Sicilia, Calabria meridionale, Campania, con Napoli e Caserta, e Lazio meridionale, con Frosinone, Latina e Roma. Sono tra i territori a presenza o a maggior rischio infiltrazione della criminalità organizzata.

E' uno degli aspetti chiave emersi dalla ricerca sul riciclaggio in Italia secondo il centro Transcrime dell'università Cattolica del Sacro Cuore di Milano con le università Vrije di Amsterdam (Olanda) e di Leicester (Inghilterra). La classifica italiana del rischio riciclaggio vede al top Reggio Calabria, Vibo Valentia e Catanzaro, quindi Crotone, Napoli, Imperia, Caserta, Agrigento, Palermo, Caltanissetta, Trapani e Prato. Scorrendo la classifica troviamo Latina al 38esimo posto e quindi, dopo Isernia, Potenza e Carbonia-Iglesias, Frosinone, al 42esimo. Poco più giù ci sono anche Rieti e Viterbo, 53esima e 54esima.
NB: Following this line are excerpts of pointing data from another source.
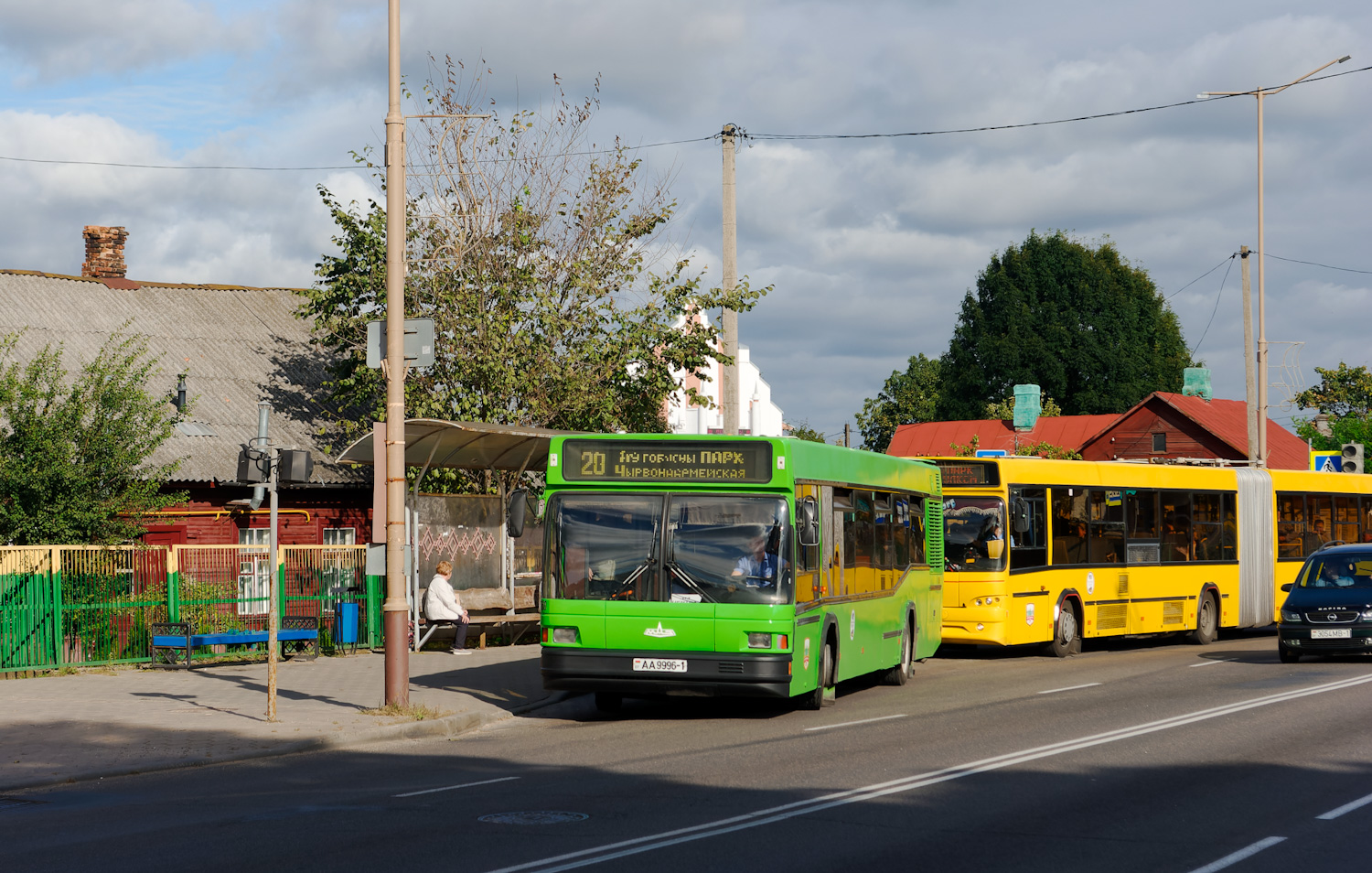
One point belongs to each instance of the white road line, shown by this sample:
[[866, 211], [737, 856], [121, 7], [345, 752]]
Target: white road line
[[1346, 807], [864, 721], [1054, 691], [1239, 856], [430, 791], [611, 851]]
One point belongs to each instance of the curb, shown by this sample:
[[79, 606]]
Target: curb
[[449, 727]]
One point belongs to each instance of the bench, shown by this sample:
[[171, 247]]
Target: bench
[[173, 644], [490, 607]]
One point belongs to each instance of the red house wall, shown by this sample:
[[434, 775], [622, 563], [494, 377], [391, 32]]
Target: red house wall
[[1131, 436], [208, 518]]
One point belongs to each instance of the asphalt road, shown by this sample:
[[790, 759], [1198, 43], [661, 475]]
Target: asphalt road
[[1135, 757]]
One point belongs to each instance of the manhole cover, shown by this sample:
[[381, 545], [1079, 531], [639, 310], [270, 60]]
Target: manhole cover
[[542, 817], [8, 803]]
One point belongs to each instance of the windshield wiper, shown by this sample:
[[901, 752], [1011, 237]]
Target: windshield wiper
[[691, 584]]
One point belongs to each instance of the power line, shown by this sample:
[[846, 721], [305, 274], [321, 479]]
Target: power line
[[1213, 310], [1204, 275], [1328, 266]]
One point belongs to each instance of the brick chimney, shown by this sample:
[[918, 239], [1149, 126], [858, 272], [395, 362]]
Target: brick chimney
[[104, 252]]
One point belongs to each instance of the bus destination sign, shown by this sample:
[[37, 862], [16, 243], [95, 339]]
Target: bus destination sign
[[969, 474], [697, 463]]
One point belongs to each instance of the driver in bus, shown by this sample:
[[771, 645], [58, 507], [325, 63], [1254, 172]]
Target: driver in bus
[[760, 565]]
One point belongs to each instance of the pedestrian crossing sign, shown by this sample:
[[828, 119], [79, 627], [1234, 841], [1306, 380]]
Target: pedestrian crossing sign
[[1327, 461]]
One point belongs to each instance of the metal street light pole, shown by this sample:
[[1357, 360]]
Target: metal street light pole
[[395, 609], [1262, 253]]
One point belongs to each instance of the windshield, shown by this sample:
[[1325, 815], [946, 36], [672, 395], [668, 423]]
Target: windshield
[[715, 549], [974, 533], [1347, 570]]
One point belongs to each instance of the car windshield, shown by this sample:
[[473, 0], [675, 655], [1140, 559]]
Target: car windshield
[[1338, 570], [974, 533], [715, 549]]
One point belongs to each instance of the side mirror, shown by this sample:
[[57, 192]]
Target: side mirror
[[807, 523], [1020, 516], [516, 512]]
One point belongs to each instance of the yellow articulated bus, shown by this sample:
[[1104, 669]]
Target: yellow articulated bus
[[1053, 552]]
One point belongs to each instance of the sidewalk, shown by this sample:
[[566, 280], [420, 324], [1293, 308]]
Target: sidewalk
[[69, 728]]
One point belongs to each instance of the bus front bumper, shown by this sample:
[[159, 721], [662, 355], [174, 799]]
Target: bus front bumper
[[733, 674]]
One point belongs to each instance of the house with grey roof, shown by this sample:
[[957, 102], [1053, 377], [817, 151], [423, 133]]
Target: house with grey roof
[[235, 348]]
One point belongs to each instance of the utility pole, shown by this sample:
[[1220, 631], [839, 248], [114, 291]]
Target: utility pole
[[1248, 359], [273, 614], [395, 609], [729, 381]]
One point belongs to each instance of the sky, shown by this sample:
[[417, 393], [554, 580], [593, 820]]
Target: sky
[[869, 243]]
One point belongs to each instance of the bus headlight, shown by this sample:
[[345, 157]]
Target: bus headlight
[[564, 634]]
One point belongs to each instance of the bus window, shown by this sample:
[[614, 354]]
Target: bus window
[[1290, 524], [1176, 526], [1106, 526], [1346, 518], [1029, 548], [1142, 512], [974, 533], [1206, 527], [1069, 526]]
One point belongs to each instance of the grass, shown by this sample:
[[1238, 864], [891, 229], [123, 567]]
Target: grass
[[414, 711]]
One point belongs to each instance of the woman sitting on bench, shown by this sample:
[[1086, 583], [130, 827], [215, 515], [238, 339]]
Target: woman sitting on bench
[[442, 606]]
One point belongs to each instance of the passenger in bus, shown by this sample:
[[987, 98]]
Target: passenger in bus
[[760, 565]]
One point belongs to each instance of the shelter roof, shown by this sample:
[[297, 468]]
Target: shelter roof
[[469, 445]]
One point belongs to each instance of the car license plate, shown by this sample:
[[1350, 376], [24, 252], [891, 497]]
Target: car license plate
[[660, 664], [1330, 633]]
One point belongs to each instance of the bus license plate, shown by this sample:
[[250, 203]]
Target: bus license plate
[[1330, 633], [660, 664]]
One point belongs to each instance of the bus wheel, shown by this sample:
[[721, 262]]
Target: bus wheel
[[1067, 636], [825, 675], [900, 673], [1207, 620], [606, 702]]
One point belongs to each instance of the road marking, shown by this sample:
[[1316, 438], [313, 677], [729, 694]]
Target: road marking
[[1239, 856], [1346, 807], [1206, 663], [611, 851], [864, 721], [1054, 691], [430, 791]]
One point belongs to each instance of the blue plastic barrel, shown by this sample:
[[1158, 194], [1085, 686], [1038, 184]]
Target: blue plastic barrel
[[346, 631]]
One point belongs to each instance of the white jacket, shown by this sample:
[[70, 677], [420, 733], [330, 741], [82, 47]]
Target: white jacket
[[441, 600]]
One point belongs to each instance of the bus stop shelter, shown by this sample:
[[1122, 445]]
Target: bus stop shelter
[[463, 445]]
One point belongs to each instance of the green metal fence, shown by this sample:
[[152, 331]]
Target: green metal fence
[[81, 606]]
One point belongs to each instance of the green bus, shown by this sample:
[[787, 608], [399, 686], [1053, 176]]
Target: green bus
[[735, 566]]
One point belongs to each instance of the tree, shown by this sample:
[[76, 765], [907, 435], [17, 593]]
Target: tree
[[803, 431], [1076, 320], [540, 258], [907, 397], [74, 450], [1345, 395]]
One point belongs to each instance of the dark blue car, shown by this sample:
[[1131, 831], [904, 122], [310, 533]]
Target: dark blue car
[[1328, 609]]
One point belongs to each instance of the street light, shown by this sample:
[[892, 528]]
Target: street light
[[1262, 254]]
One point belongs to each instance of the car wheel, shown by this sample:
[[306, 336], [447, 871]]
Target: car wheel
[[1207, 620], [1067, 634]]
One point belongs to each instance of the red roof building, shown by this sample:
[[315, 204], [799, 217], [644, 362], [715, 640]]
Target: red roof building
[[1163, 425]]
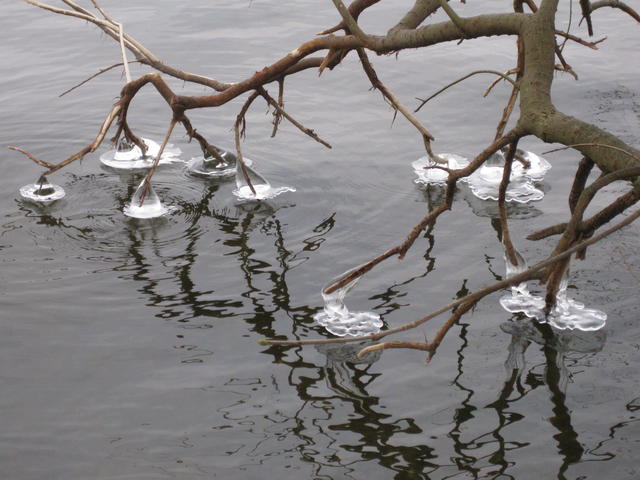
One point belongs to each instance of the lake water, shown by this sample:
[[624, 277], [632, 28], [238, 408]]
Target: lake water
[[128, 349]]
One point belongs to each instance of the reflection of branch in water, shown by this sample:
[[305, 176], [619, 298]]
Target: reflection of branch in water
[[555, 346]]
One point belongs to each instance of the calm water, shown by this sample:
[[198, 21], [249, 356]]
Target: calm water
[[128, 349]]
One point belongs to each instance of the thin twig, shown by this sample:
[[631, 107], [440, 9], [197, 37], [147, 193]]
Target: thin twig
[[502, 195], [123, 52], [428, 219], [618, 149], [156, 161], [271, 101], [377, 83], [494, 72], [472, 297], [240, 119], [100, 72]]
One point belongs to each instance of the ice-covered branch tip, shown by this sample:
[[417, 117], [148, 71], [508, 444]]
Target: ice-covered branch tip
[[531, 273]]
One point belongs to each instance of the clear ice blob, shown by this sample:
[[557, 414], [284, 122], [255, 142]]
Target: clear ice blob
[[485, 182], [567, 314], [520, 300], [536, 169], [42, 191], [337, 318], [437, 176], [127, 156], [210, 167], [263, 189], [152, 207]]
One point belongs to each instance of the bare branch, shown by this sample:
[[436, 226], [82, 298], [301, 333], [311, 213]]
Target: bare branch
[[616, 4], [494, 72], [529, 274], [375, 81], [100, 72], [298, 125]]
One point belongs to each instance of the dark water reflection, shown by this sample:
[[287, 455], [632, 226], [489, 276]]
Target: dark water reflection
[[129, 349]]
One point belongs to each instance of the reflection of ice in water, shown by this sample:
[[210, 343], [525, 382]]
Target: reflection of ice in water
[[337, 318], [437, 176], [209, 166], [42, 191], [263, 189], [563, 342], [566, 314], [151, 208], [128, 156], [485, 182]]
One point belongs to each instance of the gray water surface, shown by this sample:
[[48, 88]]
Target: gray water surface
[[128, 349]]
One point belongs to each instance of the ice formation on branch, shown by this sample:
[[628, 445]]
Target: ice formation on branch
[[566, 314], [152, 207], [428, 171], [263, 189], [210, 167], [127, 156], [337, 318], [42, 191]]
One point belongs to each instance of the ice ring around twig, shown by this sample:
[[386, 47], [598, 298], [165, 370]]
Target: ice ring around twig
[[485, 182], [567, 314], [338, 320], [210, 167], [429, 173], [263, 189], [42, 191], [127, 156], [152, 207]]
La graduatoria è chiusa da Trento, davanti anche a Sondrio, Bologna, Reggio e Milia e Bergamo.

Per certi versi si tratta di risultati "quasi" scontati. La ricerca, infatti, ha tenuto conto in modo particolare di alcuni indicatori quali l'infiltrazione della criminalità organizzata, l'evasione fiscale, l'intensità dell'uso del contante, l'opacità della struttura proprietaria delle imprese, le rimesse di denaro all'estero. Ovviamente alcuni indicatori come la presenza della criminalità organizzata e i mercati illeciti pesano di più di altri.

Nella classifica generale, Frosinone presenta livelli di allarme elevati soprattutto per l'economia sommersa, livelli medio-alti per la presenza o l'infiltrazione della criminalità organizzata, mentre risultano molto bassi i livelli di mercati illeciti, bassa l'opacità delle proprietà delle imprese e medio-bassa le criticità per le rimesse di denaro all'estero. La situazione risulta praticamente simile a Latina con la sola eccezione delle rimesse, per le quali la provincia pontina registra una situazione leggermente peggiore rispetto al Frusinate.

Sul fronte della presenza della criminalità organizzata nel rapporto si dice chiaramente che i territori «con i valori più alti sono nel Sud, ed in particolare in Sicilia, Calabria meridionale (Reggio Calabria, Vibo Valentia, Catanzaro, Crotone), Campania (Napoli e Caserta in particolare) e Lazio meridionale (Latina, Frosinone, Roma). Al Nord, anche Milano ha punteggi alti».

Dallo studio emergono anche quali siano i settori economici più a rischio. Al primo posto ci sono bar e ristoranti, sfruttati dalla criminalità organizzati a fini di riciclaggio, «a causa dell'uso frequente di contante, degli alti livelli di manodopera irregolare e per la loro natura di ridotta tecnologia». Nella ricerca si dà atto che un altro settore appetibile, storicamente, dalla criminalità organizzata è quello dei giochi e delle scommesse che, negli ultimi anni, in Italia ha registrato grandi sviluppi.

A rischio anche i servizi, le costruzioni con un particolare riferimento all'estrazione della sabbia e produzione di cemento. Non mancano certo dal lungo elenco di settori a rischio di condiziona- mento da parte dei clan malavitosi gli appalti pubblici. Dalla ricerca emergono anche alcune sorprese come il fatto che rispetto all'Italia siano opache alcune compagini societarie di società del Regno Unito e dei Paesi Bassi.